Quoi qu’il en soit, ces gens qui ont du mal à s’adapter à cet "antre du libéralisme" ont été sélectionnés pour leur rigueur idéologique à toute épreuve. La direction chinoise a accepté, après des discussions avec les Nord-Coréens, d’aménager une salle d’étude ornée des portraits de Kim Il-sung et Kim Jong-il où les clients ne sont pas admis. Les salariés y reçoivent régulièrement les instructions d’un représentant des autorités locales.

L’Emperor Hotel a beau être une "concession capitaliste", dès qu’on en franchit la porte, les choses sont différentes. Sur la plage située derrière l’hôtel, j’ai rencontré trois sexagénaires qui ramassaient des concombres de mer. "Nous les vendons aux touristes. Vous venez du Japon, vous ? Vous en voulez ?" m’ont-ils proposé avec un large sourire. Quand je leur ai demandé comment ils savaient que nous étions japonais, ils m’ont répondu qu’on les avait prévenus. J’ai senti alors derrière moi la présence d’un homme qui n’avait cessé de nous observer de loin. Je me suis donc éloigné d’eux. C’est quasiment la seule fois où j’ai marché seul en dehors de l’hôtel. Les Japonais ne sont-ils pas des "microbes du libéralisme" ?

Une Chinoise d’origine coréenne en voyage à Rajin m’a raconté : "Rajin ressemble à la Chine d’avant les réformes. Je vois bien que la vie des habitants est pénible. C’est difficile à comprendre pour vous, les Japonais, qui êtes riches." La principale raison pour laquelle peu d’investisseurs se sont intéressés à cette ville est que la Corée du Nord représente avant tout pour les étrangers un "grand pays à risque". La Chine a franchi cette étape il y a déjà bien longtemps. Mais elle entretient des liens spéciaux avec Pyongyang (elle s’est battue contre les Alliés durant la guerre de Corée) et vend aujourd’hui ouvertement les badges de Kim Il-sung et de Kim Jong-il dans ses aéroports : un réalisme commercial qui vise les touristes sud-coréens...

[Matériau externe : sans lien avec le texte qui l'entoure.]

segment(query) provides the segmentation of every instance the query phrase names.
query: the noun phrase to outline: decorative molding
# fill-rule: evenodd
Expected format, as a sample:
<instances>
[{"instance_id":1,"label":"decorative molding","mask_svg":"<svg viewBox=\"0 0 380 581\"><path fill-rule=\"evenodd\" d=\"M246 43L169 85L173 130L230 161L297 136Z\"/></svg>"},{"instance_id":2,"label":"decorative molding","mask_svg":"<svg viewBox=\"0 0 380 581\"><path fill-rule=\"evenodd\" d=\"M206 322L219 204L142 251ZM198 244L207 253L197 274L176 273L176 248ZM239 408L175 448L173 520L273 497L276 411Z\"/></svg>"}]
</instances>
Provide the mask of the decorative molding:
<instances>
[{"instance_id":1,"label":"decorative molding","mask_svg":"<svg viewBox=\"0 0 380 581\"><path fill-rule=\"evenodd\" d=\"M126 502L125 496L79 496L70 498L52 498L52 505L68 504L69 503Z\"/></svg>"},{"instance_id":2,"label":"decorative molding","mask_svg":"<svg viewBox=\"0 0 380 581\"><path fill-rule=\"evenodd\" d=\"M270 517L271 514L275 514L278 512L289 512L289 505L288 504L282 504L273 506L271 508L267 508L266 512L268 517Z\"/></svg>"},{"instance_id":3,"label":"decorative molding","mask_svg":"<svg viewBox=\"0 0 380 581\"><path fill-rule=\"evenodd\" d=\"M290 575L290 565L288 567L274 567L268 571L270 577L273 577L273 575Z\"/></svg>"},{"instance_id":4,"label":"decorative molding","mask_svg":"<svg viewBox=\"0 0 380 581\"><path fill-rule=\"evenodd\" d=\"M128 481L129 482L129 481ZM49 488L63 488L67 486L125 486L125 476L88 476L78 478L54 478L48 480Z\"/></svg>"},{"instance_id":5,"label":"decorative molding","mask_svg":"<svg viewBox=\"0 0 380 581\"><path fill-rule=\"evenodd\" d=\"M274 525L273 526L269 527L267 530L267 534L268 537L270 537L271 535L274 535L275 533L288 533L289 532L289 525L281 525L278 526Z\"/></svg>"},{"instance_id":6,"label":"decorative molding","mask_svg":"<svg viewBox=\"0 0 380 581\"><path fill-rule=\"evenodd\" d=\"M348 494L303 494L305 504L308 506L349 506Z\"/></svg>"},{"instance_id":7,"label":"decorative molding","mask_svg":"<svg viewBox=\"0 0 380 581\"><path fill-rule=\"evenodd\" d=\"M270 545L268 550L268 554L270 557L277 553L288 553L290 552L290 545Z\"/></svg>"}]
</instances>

Ces derniers temps, les médias du Nord ne s’intéressent plus guère à Rajin. A sa place, Sinuiju, ville située au nord-ouest, près de la frontière chinoise, retient l’attention comme nouvelle zone de libre-échange possible. Toutefois, tant que le pays tout entier est considéré comme zone à risque, il sera toujours difficile d’attirer les capitaux occidentaux. Et les gens ordinaires continueront à souffrir pour survivre. Le jour où nous avons quitté Rajin, la grande bâche blanche qui était accrochée à côté du bureau d’immigration une semaine auparavant avait été enlevée. On y voyait Kim Jong-il en uniforme militaire debout devant le drapeau national entouré de militaires prêts à l’assaut. Du même endroit, nous apercevions, de l’autre côté de la frontière, un vieil entrepôt délabré à quelque distance du bâtiment de l’immigration chinoise. Sur son mur, on pouvait lire l’inscription "Vive Mao Zedong" à moitié effacée, et probablement oubliée depuis longtemps.